Some of these questions are the same ones posed by Slat and his colleagues, including whether the system can collect plastic and survive the forces of the Pacific. As a large plastic structure itself, it could get broken up and become a lot more ocean plastic debris, oceanographer Kara Lavender Law of the Sea Education Association told Wired. Plus, it could gradually shed more plastic particles into the ocean over time, she said.
A survey of 15 experts in ocean plastic pollution found that many were concerned the system would attract and kill marine life. Even though the Cleanup has tweaked its designs to help deal with these problems - it's just a solid wall corralling plastic now, not any sort of netting that could entangle animals - animals will still be drawn to a floating mass and may end up entangled in the debris.
The Ocean Cleanup has conducted an Environmental Impact Assessment, responded to concerns, and made changes to the system. The group has also said it's willing to redesign the system as needed.
"As with any novel technology, success is not guaranteed, but this is exactly why we test, test, and test again. Until the final risks and uncertainties have been mitigated, System 001 is still labeled a 'beta system,'" a representative for the group told Business Insider.
"I do think that as the Cleanup goes forward we need to make sure that there's close monitoring and that the Cleanup folks are transparent about the effectiveness as well as any unintended impacts on marine species or navigation," said Woglom of the Ocean Conservancy. "I think it's going to be really interesting to see how it plays out."
Stopping plastic from entering the oceans is still the key
Even if the Ocean Cleanup system works and can stand the forces of the sea, scaling it up to the point that it can remove a significant proportion of plastic will be a massive challenge.

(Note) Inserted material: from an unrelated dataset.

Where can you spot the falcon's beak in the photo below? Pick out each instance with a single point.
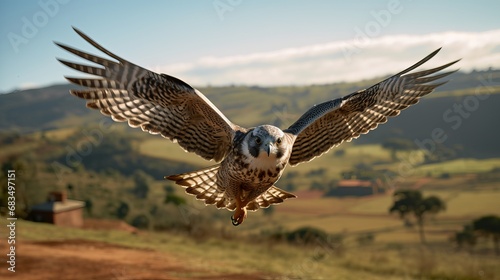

The Cleanup estimates that a full deployment of 60 systems, some larger than the first one, could remove 50% of plastic currently in the Great Pacific Garbage Patch within five years. That depends on everything working perfectly and on continuous funding - two things that are far from guaranteed. And of course, more plastic continues to flow into the water as time goes on.

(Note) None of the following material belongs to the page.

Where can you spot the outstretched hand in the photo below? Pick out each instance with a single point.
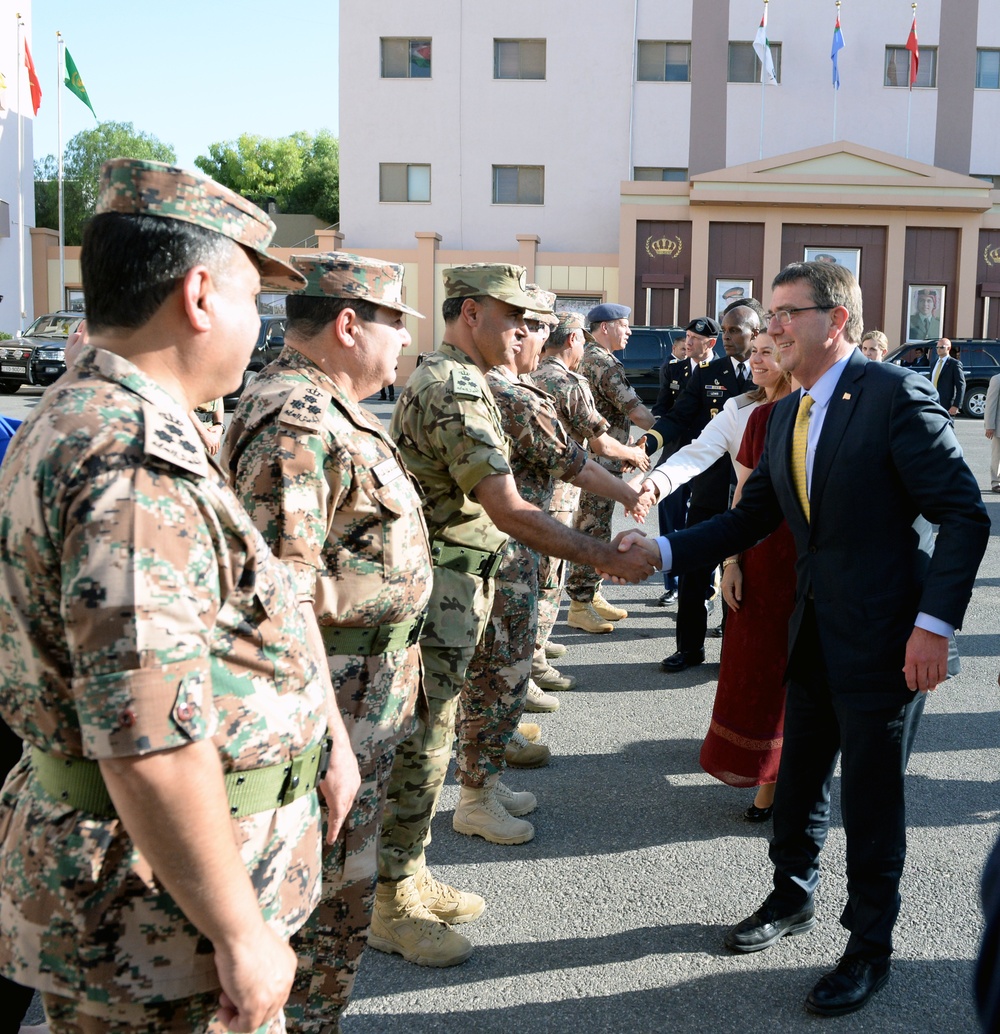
(636, 553)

Designing and building the first system cost about $23 million, though Slat estimates future systems could be built for under $6 million. The Ocean Cleanup plans to make and sell products out of the collected ocean plastic in order to raise money, and the group hopes companies and charities fund and create their own future cleanup arrays.

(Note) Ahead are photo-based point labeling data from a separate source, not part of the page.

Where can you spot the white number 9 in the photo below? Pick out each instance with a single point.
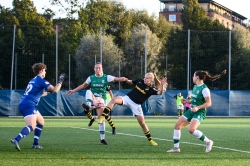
(28, 89)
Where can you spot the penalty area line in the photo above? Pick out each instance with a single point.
(162, 139)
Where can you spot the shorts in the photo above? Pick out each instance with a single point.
(135, 108)
(199, 115)
(180, 107)
(27, 110)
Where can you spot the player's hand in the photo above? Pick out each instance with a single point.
(61, 78)
(70, 92)
(183, 101)
(195, 109)
(164, 80)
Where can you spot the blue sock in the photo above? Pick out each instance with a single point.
(37, 133)
(24, 132)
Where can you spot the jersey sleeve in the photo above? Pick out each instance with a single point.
(135, 81)
(42, 82)
(88, 80)
(206, 92)
(110, 78)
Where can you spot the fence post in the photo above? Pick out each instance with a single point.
(101, 45)
(13, 50)
(145, 46)
(188, 60)
(43, 58)
(15, 69)
(56, 54)
(69, 70)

So far, the project's funding has almost exclusively come from individuals, including big donors like Salesforce founder Marc Benioff and entrepreneur Peter Thiel.
"If we have all the money in the world, that's fantastic, let's do it, but I'm encouraged that that is not the only solution being pursued," said Woglom.
Other existing efforts focus more on stopping plastic from flowing into the ocean altogether. The Ocean Conservancy organizes an annual volunteer effort to pick up trash from beaches (the next one is September 15th). In 2017, volunteers collected 9,000 tons of trash. It would take a lot of cleanup arrays to gather a similar quantity.
Some groups also collect garbage at waterways. Baltimore has trash-collecting water wheels that have trapped more than 900 tons of trash in the Inner Harbor since May 2014.
Slat knows that cleaning up the garbage patch is not the only solution to our plastic problem. He also thinks that stopping plastic from getting to the gyres in the first place will require big technological leaps forward.
Right now, Slat believes, we have a chance to take a shot at plastic in the garbage patch itself - something that no one else is trying.
"If we do fail, I think there would be a risk that [a gyre cleanup] will not happen for a very long time," he said.
"Everybody wants there to be one simple thing we can do, and then everybody fights about whether or not their thing is the thing," said Woglom. "And the truth is, that just like climate and just like any global environmental challenge, we're going to have to work across a range of strategies."